Hace mucho que los ricos y poderosos se han exentado de pagar impuestos. Sólo los imbéciles creen que su dinero contribuye a financiar los servicios públicos. Los listos saben cómo usar las leyes para beneficiarse de ellas. Por ello en el caso del gorila dorado haber defraudado al fisco durante dieciocho años no es ningún mérito especial, aunque la masa de excluidos lo admire todavía más por ese robo que los afecta volviéndolos víctimas de un fraude. Las viejas en sus casinos se dejan la pensión entera sin obtener algo a cambio. Pero nada importa comparado con la emoción de verlo pasar. Es el carisma del hombre fuerte capaz de hacer aceptable lo absurdo. Así cuentan los días que los separan del ajuste de cuentas embriagándose con el potente veneno de la supremacía blanca. Convencer es explotar los prejuicios.

Inminencia

—Todo está de cabeza —se repite en silencio, muy quedamente—. Todo está de cabeza.
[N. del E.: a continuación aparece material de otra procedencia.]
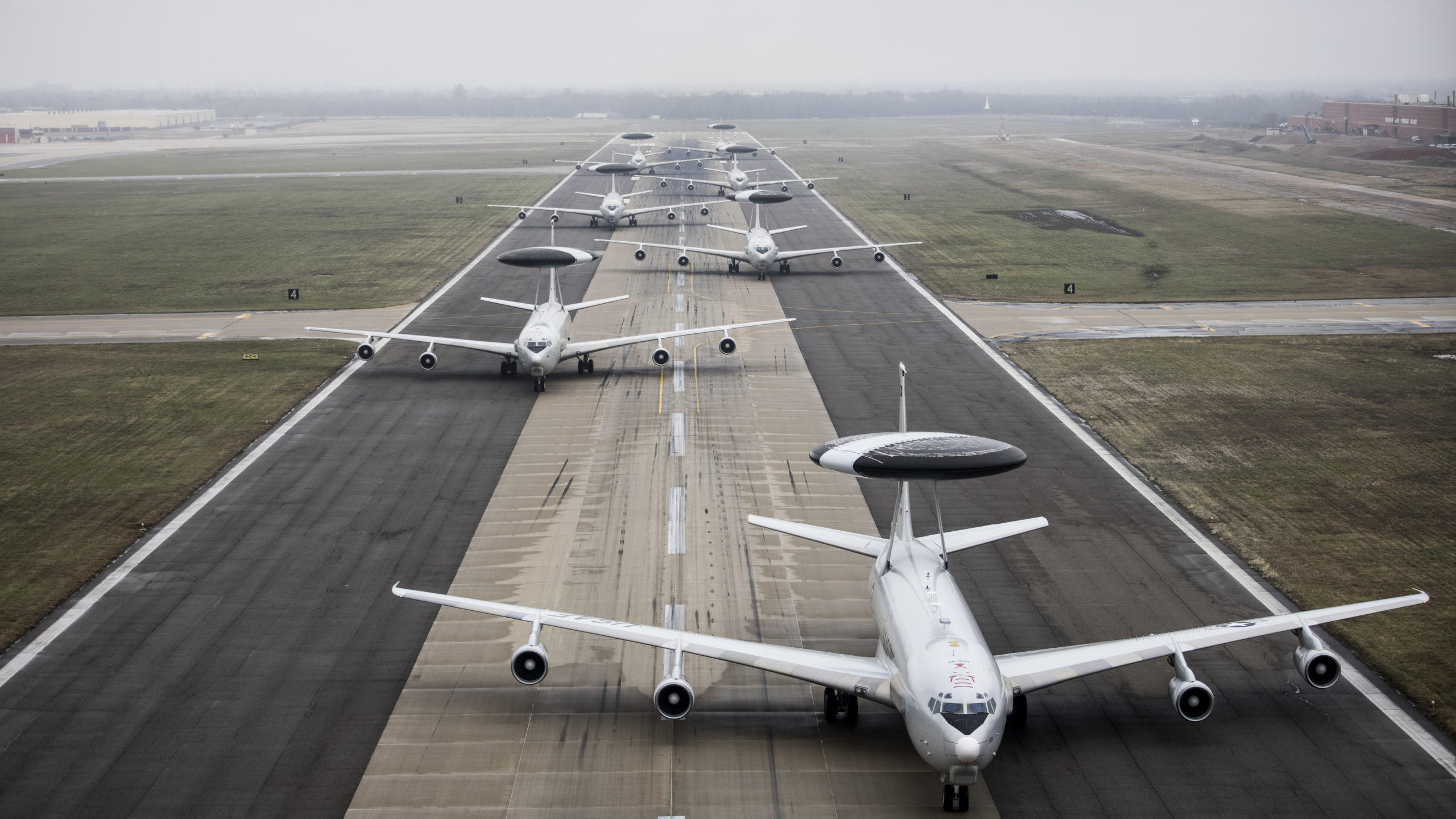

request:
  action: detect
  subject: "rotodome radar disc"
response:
[809,433,1027,481]
[495,248,601,267]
Camina ajeno a cuanto lo rodea. La calle amontona objetos incinerados, vidrios rotos, mercancías abandonadas después de saquear las tiendas, autos incendiados y los que corren sin rumbo como aves de corral cuando un zorro ha entrado para diezmarlas.

Vistas de lado aquellas sombras cobran el aspecto de los condenados en una cámara infernal. Los gritos anuncian la presencia de los policías cuyas siluetas marchando en formación militar vislumbra perfilándose entre el humo. Las llamas destellan en los charcos formados entre los huecos del negro asfalto.
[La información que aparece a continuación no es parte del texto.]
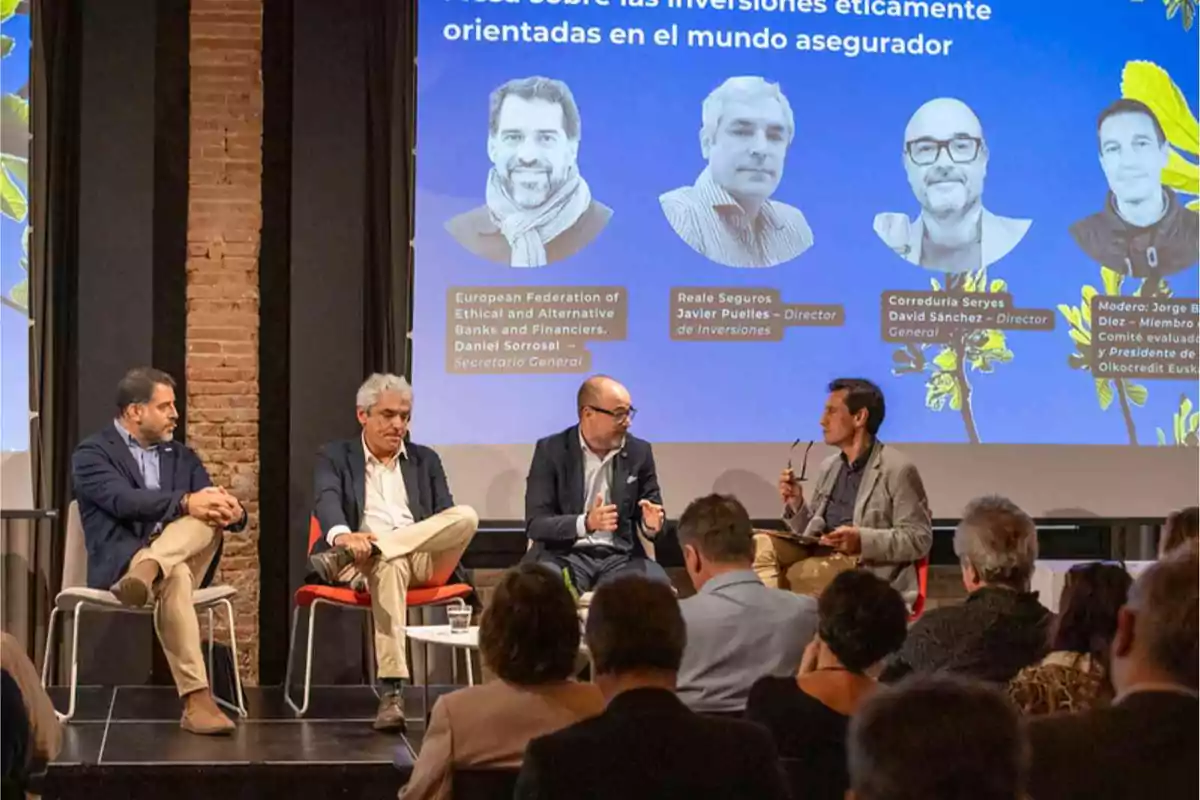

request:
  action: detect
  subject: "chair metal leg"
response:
[209,600,246,717]
[284,600,322,716]
[283,606,300,714]
[64,603,83,722]
[42,606,59,688]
Lo peor ocurre en cualquier momento.

Genio y figura

Al contrario del cuerpazo, su alma es tan pequeña que se le aburre dentro. Duerme poco porque usa cada minuto para autopromoverse. Durante cuatro horas sueña con que cuanto toca se vuelve oro. Frente al espejo enmarcado en luminarias donde ensaya su puchero característico y practica levantando el dedo índice, repite cada mañana el mantra que resuena en la desmesura de su baño romano de mármol, lapislázuli y ónix: “nadie es más famoso ni más rico ni más atractivo”.

Maestro del efecto, el querubín esmaltado impone su repugnante vitalidad como auténtico acto de barbarie.

La amenaza terrorista

Desde el abatimiento de las Torres Gemelas, los musulmanes son sinónimo de terroristas. La infame turba aguarda.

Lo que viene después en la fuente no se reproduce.